La guerra dei talebani contro le donne continua: in Afghanistan vengono compiuti ogni giorno crimini contro l’umanità di persecuzione di genere. Amnesty International e la Commissione Internazionale dei Giuristi hanno elaborato e firmato un rapporto finalizzato a fare luce sulla situazione femminile nel Paese finito sotto il giogo dei talebani da oltre due anni.
In Afghanistan donne e bambine sono vittime di una politica di crimini contro l’umanità e di discriminazione
Il segretario generale della Commissione internazionale dei giuristi, Santiago A. Canton, ha accusato il governo dei talebani di avere instaurato in Afghanistan un «sistema repressivo che vuole soggiogare ed emarginare le donne e le bambine», che fin dall’agosto 2021 sono vittime di sparizioni forzate, imprigionamenti illegali, torture e maltrattamenti.
Una politica di restrizione e di discriminazione che fa leva sulle possibilità di autorealizzazione delle ragazze, alle quali, terminato il primo ciclo di istruzione, viene negato l’accesso ai successivi gradi di apprendimento e alla collettività: «sono cittadine di seconda classe, ridotte al silenzio e rese invisibili» – ha dichiarato Callamard, segretaria generale di Amnesty International – e «bandite dagli spazi pubblici, dall’istruzione e dal lavoro, impossibilitate a muoversi liberamente, torturate e fatte sparire per aver denunciato quelle restrizioni e aver opposto resistenza all’oppressione. Si tratta di crimini internazionali: organizzati, massicci e sistematici».
Costrette nei lunghi tragitti ad essere affiancate da un maharram – il maschio guardiano – non è loro concesso di partecipare alla socialità, a meno che non si riveli necessario: secondo Amnesty e la Commissione internazionale dei giuristi, la Corte penale internazionale deve avviare un processo.
Il ritorno della sharia e della sua più brutale applicazione
L’organizzazione per i diritti umani aveva mostrato preoccupazione già nel novembre scorso quando, a seguito della decisione del leader talebano Haibatullah Akhundzada di reintrodurre le leggi della sharia, nella provincia di Logar – a sud di Kabul – dodici persone, tra cui tre donne, erano state pubblicamente punite con l’accusa di furto e adulterio. Le persone in questione sono state fustigate con una ventina-quarantina di colpi: agli spettatori è stato imposto il divieto di scattare foto ed effettuare video.
L’episodio ha rappresentato una violazione dei diritti esistenti e un simbolo di continuità con le politiche discriminatorie e violente realizzate dal governo talebano nel periodo tra il 1996 e il 2001 dove erano frequenti i casi di esecuzioni pubbliche – lapidazioni, sparatorie, amputazioni di arti, flagellazioni – di personalità accusate di aver trasgredito alle regole imposte dal regime.

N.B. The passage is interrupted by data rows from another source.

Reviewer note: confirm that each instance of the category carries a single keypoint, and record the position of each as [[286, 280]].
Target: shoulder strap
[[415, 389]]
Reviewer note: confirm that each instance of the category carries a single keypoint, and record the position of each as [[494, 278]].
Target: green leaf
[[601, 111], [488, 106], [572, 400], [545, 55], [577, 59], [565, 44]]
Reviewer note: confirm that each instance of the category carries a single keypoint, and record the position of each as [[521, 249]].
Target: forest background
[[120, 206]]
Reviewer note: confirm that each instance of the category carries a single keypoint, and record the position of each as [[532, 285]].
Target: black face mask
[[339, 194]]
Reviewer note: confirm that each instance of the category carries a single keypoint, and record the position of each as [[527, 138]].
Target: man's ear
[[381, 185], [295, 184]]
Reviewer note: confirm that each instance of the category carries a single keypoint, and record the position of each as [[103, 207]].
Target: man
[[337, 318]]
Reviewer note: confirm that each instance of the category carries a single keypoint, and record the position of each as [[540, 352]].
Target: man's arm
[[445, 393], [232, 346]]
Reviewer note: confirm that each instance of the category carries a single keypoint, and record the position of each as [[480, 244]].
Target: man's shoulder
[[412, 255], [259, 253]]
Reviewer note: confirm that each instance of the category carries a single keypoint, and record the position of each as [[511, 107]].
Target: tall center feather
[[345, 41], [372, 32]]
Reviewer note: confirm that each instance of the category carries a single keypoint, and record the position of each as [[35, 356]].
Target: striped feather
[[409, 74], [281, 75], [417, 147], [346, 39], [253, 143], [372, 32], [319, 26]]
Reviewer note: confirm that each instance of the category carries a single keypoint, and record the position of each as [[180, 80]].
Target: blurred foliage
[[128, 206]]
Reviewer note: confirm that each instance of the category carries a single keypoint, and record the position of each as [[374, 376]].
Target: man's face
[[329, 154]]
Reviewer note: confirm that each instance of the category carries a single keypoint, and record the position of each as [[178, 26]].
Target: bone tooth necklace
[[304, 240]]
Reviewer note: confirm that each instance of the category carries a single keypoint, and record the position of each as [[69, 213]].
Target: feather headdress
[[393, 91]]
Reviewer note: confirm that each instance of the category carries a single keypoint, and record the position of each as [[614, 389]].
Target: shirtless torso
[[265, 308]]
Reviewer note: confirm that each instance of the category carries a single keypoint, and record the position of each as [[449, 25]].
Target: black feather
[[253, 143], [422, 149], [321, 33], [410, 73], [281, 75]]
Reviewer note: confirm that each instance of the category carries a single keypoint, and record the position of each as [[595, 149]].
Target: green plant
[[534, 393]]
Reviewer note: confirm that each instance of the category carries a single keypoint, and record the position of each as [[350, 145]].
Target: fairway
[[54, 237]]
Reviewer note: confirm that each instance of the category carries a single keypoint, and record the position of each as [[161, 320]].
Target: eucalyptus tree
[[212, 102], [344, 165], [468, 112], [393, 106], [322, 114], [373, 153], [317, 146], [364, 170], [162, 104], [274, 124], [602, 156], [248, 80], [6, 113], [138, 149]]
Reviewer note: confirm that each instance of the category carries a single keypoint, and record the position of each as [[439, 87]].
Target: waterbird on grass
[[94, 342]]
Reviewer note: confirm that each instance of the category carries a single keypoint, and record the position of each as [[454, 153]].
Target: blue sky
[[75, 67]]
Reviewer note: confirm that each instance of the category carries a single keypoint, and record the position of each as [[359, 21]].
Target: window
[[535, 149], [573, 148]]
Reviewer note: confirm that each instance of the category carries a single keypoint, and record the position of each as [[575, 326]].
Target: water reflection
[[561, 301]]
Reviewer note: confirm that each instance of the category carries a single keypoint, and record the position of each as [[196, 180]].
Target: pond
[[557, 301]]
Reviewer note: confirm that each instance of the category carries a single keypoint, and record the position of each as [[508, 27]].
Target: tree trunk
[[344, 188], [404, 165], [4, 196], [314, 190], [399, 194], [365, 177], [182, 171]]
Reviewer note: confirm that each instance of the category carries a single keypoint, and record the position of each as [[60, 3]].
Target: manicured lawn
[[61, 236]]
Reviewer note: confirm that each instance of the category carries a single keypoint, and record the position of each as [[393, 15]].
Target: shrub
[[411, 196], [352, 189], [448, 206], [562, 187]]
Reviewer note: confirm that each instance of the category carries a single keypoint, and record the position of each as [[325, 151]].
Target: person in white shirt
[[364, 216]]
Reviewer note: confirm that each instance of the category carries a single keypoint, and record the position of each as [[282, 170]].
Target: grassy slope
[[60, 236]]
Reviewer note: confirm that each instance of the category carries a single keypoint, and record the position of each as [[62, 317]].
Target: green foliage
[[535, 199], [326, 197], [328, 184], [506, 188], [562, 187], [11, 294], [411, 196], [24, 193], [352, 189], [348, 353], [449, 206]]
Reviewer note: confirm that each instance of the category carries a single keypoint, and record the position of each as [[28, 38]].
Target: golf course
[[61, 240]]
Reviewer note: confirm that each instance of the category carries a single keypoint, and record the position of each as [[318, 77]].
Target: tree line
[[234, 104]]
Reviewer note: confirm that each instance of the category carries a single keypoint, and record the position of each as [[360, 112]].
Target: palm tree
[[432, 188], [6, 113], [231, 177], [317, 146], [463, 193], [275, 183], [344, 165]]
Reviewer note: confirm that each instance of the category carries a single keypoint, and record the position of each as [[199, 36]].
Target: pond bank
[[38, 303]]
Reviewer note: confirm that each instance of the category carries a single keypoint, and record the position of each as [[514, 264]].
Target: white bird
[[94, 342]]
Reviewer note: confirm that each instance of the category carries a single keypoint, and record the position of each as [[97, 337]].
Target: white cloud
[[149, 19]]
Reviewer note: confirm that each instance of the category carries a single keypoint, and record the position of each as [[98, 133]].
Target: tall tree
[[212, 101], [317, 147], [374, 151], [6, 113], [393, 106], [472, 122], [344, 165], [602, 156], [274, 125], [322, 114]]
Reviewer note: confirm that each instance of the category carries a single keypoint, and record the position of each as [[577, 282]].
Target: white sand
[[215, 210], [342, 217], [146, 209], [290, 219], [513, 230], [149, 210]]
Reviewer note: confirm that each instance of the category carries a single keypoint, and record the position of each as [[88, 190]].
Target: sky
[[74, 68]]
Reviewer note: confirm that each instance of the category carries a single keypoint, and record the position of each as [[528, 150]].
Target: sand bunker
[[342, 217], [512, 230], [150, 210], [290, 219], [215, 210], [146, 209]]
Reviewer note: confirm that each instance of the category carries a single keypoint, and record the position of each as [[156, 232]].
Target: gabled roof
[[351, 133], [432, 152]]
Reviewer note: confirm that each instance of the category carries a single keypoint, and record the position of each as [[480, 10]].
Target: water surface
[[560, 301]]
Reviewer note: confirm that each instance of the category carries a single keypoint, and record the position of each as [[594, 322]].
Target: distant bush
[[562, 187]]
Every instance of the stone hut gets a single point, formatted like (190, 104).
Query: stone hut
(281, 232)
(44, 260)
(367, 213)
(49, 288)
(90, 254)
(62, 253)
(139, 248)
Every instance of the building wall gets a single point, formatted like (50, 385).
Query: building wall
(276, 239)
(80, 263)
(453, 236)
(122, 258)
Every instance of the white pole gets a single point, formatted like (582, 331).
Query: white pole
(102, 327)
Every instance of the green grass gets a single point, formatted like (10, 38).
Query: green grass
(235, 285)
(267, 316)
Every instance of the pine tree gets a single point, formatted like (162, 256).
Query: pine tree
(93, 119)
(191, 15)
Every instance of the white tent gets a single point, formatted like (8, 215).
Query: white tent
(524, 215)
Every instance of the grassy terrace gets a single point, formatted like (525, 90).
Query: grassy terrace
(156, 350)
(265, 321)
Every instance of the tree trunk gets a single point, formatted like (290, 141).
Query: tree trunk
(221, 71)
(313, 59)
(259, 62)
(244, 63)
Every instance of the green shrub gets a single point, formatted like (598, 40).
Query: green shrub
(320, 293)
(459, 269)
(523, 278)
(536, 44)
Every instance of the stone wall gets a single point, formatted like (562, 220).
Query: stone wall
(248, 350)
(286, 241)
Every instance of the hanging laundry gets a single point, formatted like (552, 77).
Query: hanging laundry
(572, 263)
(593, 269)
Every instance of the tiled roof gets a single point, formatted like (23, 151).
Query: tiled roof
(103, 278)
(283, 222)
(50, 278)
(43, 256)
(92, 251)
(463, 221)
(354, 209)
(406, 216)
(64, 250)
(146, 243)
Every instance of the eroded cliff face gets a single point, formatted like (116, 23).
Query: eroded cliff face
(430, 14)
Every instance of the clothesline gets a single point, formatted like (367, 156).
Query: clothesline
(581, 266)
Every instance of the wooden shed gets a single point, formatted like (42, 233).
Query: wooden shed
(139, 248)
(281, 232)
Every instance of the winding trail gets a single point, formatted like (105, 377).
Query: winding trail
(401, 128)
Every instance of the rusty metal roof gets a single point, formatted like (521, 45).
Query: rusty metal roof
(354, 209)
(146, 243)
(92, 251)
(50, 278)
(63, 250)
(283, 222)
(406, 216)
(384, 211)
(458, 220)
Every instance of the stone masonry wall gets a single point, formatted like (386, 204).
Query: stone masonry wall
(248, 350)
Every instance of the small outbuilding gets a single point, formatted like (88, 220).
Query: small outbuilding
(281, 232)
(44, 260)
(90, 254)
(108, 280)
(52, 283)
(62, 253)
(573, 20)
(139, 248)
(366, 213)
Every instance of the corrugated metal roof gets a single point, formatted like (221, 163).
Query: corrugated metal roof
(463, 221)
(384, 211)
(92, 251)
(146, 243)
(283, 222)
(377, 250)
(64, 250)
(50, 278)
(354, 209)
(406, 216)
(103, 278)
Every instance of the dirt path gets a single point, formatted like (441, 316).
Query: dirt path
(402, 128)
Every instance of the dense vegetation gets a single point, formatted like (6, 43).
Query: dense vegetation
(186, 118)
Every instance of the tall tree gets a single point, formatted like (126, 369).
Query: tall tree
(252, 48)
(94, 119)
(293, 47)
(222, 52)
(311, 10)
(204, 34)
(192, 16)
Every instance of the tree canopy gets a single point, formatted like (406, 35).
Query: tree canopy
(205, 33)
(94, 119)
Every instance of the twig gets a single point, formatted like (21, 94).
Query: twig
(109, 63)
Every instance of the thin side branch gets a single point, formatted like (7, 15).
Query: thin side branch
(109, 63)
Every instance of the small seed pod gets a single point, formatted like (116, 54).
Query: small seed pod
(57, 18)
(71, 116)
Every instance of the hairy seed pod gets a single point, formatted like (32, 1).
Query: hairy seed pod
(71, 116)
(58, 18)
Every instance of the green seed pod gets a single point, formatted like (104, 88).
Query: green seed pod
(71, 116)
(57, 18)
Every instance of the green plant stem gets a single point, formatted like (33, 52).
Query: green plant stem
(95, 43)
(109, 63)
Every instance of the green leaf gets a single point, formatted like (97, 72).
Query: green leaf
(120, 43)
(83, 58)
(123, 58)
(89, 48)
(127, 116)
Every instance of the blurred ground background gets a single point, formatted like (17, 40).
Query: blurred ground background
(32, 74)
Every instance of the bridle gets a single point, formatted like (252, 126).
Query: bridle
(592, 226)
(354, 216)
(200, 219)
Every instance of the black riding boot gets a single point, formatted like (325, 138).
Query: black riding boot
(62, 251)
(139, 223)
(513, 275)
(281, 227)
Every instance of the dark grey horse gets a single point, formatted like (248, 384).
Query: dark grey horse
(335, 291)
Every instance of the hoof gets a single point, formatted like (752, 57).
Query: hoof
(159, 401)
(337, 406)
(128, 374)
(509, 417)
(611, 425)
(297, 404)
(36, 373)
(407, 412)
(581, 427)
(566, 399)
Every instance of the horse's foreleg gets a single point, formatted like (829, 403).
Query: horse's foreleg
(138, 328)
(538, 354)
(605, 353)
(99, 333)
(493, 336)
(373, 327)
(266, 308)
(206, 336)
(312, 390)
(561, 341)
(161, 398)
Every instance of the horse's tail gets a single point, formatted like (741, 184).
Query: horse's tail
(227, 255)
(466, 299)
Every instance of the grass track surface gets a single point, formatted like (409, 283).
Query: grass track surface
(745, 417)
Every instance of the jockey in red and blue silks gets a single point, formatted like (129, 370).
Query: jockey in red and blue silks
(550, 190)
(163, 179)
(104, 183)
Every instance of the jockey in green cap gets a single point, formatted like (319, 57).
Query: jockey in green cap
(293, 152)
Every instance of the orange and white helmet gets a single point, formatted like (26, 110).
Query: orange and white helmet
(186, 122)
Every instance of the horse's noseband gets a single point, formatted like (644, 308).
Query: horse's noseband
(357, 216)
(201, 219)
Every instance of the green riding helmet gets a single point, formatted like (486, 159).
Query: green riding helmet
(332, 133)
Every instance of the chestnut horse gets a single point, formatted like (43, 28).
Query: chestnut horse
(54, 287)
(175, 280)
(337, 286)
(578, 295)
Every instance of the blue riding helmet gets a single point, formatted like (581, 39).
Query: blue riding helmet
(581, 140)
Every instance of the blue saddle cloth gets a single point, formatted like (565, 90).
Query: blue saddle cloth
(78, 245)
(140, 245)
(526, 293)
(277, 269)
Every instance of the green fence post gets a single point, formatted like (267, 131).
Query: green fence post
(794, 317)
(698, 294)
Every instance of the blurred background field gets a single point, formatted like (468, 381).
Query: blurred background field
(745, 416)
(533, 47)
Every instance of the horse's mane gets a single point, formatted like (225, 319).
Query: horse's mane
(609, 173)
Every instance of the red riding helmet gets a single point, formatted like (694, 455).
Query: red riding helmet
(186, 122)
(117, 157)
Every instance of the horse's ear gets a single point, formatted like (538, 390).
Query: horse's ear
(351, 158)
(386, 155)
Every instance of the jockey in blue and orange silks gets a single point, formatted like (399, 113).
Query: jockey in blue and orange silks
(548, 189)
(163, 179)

Nei cinque anni precedenti all’insediamento delle forze Nato nei territori dell’Afghanistan, alle donne non era permesso di frequentare luoghi pubblici se non in compagnia del maharram, di avere libero e pieno accesso ai servizi sanitari, concessi per la maggior parte alla popolazione di genere maschile e che pertanto causava un grave abbassamento della prospettiva di vita femminile – molto spesso le donne non superavano i 44 anni d’età –, e di proseguire gli studi oltrepassati i dodici anni: nacquero le prime scuole clandestine, la cui gestione era affidata alle insegnanti donne, le stesse alle quali il regime aveva imposto il divieto di lavorare.
Oggi come allora – nonostante i diritti conquistati dalle donne e dalle minoranze etniche e religiose siano stati inizialmente tutelati dal gruppo estremista – in Afghanistan è all’attivo un sistema di potere discriminatorio, violento, restrittivo e improntato alla dominazione maschile sulla popolazione femminile, che ha segnato una ripresa delle manifestazioni e delle proteste pubbliche, alle quali seguono arresti arbitrari, prese in custodia illegali, torture e maltrattamenti contro donne e bambine.